On Fri, Jul 5, 2024 at 2:23 PM Dusk <[email protected]> wrote:
>
> To that end - consider the following. Let's say that two different files
> in your project import different versions of package Foo. Foo contains a
> definition of the FooBar class, and contains functions which return that
> object.
>
> 1) If $foobar is one of those FooBar objects, what does $foobar::class
> return?
Depends on where it was imported to. The current system ALWAYS imports to
the root namespace. This new system can import there, but also to another
namespace. This was outlined in my previous email.
For @A\Foo\FooBar the import will put FooBar at \A\Foo\FooBar, and that's
what class will return. @B\Foo\FooBar will bind it to \B\Foo\FooBar and
that will be the return of the class constant within the class.
> Is it the same as the fully qualified name of FooBar (e.g. "Foo\FooBar")?
> Does the result differ depending on what file contains that code?
>
Again, it depends on which package namespace the code was imported into.

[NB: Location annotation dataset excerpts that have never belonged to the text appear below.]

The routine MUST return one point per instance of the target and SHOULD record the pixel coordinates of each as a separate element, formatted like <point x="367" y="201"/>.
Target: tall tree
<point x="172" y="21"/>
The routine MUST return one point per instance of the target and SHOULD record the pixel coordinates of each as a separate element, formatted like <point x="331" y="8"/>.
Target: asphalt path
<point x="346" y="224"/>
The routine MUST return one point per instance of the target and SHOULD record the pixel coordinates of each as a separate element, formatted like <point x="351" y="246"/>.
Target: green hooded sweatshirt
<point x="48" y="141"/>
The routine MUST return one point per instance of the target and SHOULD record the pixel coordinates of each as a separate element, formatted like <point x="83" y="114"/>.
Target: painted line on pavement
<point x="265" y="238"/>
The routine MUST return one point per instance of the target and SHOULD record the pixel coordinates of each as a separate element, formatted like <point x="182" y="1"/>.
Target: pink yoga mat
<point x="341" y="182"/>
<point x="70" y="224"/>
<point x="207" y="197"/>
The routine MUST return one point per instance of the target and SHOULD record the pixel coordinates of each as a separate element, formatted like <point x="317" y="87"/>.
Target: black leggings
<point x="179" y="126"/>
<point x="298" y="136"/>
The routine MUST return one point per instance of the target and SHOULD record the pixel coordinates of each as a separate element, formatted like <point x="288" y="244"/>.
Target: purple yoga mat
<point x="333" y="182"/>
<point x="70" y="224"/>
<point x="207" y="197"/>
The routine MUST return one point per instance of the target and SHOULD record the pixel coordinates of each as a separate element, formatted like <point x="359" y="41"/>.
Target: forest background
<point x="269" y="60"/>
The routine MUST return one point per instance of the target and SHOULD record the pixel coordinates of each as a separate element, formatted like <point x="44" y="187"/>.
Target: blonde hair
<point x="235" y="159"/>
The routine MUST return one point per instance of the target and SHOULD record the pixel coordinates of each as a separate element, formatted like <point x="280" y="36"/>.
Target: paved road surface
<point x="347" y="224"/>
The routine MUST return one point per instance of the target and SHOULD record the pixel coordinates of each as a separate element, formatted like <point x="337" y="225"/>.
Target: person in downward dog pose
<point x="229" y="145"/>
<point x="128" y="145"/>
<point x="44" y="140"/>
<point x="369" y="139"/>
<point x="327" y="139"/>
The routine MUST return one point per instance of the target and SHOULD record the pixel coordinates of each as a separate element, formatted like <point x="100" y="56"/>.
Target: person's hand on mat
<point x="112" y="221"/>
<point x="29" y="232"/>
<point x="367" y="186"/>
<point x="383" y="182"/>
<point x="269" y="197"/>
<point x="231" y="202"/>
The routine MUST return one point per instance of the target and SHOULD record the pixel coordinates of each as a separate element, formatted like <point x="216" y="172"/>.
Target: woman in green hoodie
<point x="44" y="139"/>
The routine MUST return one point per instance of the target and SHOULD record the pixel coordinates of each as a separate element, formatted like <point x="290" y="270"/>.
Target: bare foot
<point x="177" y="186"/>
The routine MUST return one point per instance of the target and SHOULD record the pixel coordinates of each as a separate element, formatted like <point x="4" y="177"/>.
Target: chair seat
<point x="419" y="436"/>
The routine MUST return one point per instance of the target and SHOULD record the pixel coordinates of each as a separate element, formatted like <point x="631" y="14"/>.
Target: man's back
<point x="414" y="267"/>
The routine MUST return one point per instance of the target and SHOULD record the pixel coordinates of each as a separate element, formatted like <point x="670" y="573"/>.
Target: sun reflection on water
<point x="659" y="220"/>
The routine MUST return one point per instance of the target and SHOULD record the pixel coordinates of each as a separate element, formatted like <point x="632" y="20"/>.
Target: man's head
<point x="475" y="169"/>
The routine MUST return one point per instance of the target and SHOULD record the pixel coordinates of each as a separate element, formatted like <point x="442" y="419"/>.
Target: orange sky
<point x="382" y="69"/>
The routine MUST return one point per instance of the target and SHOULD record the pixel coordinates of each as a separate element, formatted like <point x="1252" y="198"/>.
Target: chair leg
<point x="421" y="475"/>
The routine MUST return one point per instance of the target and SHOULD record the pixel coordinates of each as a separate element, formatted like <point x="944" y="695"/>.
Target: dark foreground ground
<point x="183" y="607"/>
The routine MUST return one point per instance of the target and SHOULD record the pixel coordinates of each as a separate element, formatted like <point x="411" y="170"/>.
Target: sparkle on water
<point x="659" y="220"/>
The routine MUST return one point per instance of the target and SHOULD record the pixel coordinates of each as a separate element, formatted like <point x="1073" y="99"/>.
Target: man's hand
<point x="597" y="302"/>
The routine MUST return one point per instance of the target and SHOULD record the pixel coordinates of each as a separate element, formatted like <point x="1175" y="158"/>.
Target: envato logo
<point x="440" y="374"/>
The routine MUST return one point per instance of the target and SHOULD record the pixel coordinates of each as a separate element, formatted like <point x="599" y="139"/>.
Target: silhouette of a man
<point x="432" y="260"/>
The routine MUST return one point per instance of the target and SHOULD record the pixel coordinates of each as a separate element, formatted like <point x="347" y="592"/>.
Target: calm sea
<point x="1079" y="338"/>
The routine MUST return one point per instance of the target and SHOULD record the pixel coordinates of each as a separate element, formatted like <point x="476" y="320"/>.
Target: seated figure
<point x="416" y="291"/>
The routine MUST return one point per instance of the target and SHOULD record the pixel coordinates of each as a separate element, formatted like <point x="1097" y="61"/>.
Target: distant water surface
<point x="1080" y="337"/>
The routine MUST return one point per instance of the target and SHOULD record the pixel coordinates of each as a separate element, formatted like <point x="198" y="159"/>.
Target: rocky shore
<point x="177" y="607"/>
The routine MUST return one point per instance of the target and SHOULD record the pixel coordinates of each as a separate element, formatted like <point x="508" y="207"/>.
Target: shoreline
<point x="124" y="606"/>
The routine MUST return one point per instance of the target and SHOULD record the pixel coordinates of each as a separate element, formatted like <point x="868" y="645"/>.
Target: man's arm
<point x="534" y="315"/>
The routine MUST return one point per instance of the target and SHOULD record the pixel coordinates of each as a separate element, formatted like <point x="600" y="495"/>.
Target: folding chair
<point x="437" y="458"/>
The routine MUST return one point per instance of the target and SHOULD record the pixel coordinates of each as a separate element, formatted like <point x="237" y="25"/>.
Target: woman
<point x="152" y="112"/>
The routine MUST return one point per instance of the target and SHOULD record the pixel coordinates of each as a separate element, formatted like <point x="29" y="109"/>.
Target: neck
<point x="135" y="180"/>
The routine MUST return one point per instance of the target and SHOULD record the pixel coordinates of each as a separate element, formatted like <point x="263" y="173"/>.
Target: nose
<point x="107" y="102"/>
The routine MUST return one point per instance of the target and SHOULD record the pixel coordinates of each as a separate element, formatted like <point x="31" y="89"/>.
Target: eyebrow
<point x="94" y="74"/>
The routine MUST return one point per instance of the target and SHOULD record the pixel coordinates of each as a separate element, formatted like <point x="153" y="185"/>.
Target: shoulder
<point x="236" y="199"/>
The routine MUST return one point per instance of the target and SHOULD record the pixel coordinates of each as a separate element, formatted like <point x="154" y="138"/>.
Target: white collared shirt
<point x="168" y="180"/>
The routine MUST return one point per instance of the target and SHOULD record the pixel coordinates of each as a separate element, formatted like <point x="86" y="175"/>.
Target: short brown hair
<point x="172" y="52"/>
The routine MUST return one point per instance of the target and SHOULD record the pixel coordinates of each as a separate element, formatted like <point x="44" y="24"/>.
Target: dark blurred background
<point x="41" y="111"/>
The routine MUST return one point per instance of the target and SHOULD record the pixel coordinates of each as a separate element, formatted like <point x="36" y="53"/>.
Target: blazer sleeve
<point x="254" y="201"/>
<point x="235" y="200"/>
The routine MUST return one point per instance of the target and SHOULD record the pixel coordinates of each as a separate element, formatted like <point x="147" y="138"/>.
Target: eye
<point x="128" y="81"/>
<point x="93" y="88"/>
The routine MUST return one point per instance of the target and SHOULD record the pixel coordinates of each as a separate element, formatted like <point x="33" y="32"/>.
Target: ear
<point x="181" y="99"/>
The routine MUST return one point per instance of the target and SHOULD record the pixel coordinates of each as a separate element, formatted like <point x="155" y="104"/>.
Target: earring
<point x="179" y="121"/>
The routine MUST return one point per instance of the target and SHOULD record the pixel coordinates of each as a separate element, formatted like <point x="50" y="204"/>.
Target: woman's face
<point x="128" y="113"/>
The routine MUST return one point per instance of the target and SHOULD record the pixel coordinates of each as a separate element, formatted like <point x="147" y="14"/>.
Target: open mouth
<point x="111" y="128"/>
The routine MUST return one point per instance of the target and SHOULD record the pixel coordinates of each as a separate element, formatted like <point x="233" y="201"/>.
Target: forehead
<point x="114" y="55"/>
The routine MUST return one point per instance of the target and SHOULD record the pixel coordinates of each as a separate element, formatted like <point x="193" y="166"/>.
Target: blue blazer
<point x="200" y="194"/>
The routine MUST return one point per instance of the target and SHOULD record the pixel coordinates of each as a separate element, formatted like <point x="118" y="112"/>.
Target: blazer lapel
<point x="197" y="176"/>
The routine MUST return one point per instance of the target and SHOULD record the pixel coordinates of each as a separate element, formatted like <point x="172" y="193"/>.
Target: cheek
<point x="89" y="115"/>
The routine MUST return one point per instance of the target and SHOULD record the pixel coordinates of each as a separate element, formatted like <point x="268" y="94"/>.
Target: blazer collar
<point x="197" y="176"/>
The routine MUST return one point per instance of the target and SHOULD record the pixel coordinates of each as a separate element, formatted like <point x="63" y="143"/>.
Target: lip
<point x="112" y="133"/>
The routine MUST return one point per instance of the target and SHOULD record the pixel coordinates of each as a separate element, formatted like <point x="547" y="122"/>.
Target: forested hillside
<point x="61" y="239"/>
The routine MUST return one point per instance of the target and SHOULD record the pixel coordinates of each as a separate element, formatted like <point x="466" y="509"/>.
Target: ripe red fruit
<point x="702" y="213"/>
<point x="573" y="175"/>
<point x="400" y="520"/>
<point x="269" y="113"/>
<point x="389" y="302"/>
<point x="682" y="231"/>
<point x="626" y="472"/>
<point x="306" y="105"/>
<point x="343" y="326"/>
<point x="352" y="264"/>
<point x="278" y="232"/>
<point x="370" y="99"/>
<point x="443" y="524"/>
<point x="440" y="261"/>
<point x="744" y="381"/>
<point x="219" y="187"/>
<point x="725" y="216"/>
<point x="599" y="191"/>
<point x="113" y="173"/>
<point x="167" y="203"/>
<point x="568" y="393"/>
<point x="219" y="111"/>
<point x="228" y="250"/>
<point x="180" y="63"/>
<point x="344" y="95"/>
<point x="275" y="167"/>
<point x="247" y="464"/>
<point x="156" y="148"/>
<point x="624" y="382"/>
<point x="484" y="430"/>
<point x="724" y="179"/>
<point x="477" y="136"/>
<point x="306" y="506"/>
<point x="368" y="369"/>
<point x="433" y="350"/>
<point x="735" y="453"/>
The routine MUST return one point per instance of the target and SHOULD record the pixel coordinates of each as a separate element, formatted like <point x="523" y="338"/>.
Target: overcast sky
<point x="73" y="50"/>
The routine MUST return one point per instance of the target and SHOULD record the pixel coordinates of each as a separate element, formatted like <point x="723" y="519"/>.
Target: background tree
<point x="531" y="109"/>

Foo\FooBar isn't a fully qualified name even in current PHP. Fully
qualified names start with \, so the fully qualified name is \Foo\FooBar
provided it was included into the root namespace.
>
> 2) What happens if you try to pass that string back to something like new
> $class() or construct a ReflectionClass for it? Does that depend on the
> location of the call? What if the call is through something like
> PDO::FETCH_CLASS which occurs within the runtime?
>
Again, which package are we in?
>
> 3) Within Foo, would it be true that if $x = new FooBar(), then $x::class
> === FooBar::class?
Yes.
> Does this differ outside Foo (with an appropriately qualified name for
> FooBar)?
>
That's tricker, because the namespace matters in a way that it doesn't
matter now. Given an import mapping of "@A\FooBar" then
namespace A;
$x = new FooBar();
$x::class === FooBar::class // true, however...
echo $x::class // \A\Foo\FooBar
That holds true even if FooBar's declaration file doesn't invoke any
namespace.
>
> 4) If those two files both create FooBar objects of their respective
> versions, what happens if you try to pass one of those objects to a
> function in the file using the "wrong" version of Foo? Does it pass type
> checks, and what happens if it does? If not, how does the check fail?
>
Each package has its own Foo\FooBar. They won't be interoperable even
though they arise from the same code. If they should be or need to be
interoperable then PHP will have to gain a notion of package beyond what's
been scoped out here.
> 5) What shows up in the output of functions like get_declared_classes()?
> Are there multiple instances of FooBar in there for each version? How are
> they distinguished from one another?
You'll get
\A\Foo\FooBar
\B\Foo\FooBar
If you also directly load Foo\FooBar into the root namespace using the
composer autoloader you could also see \Foo\FooBar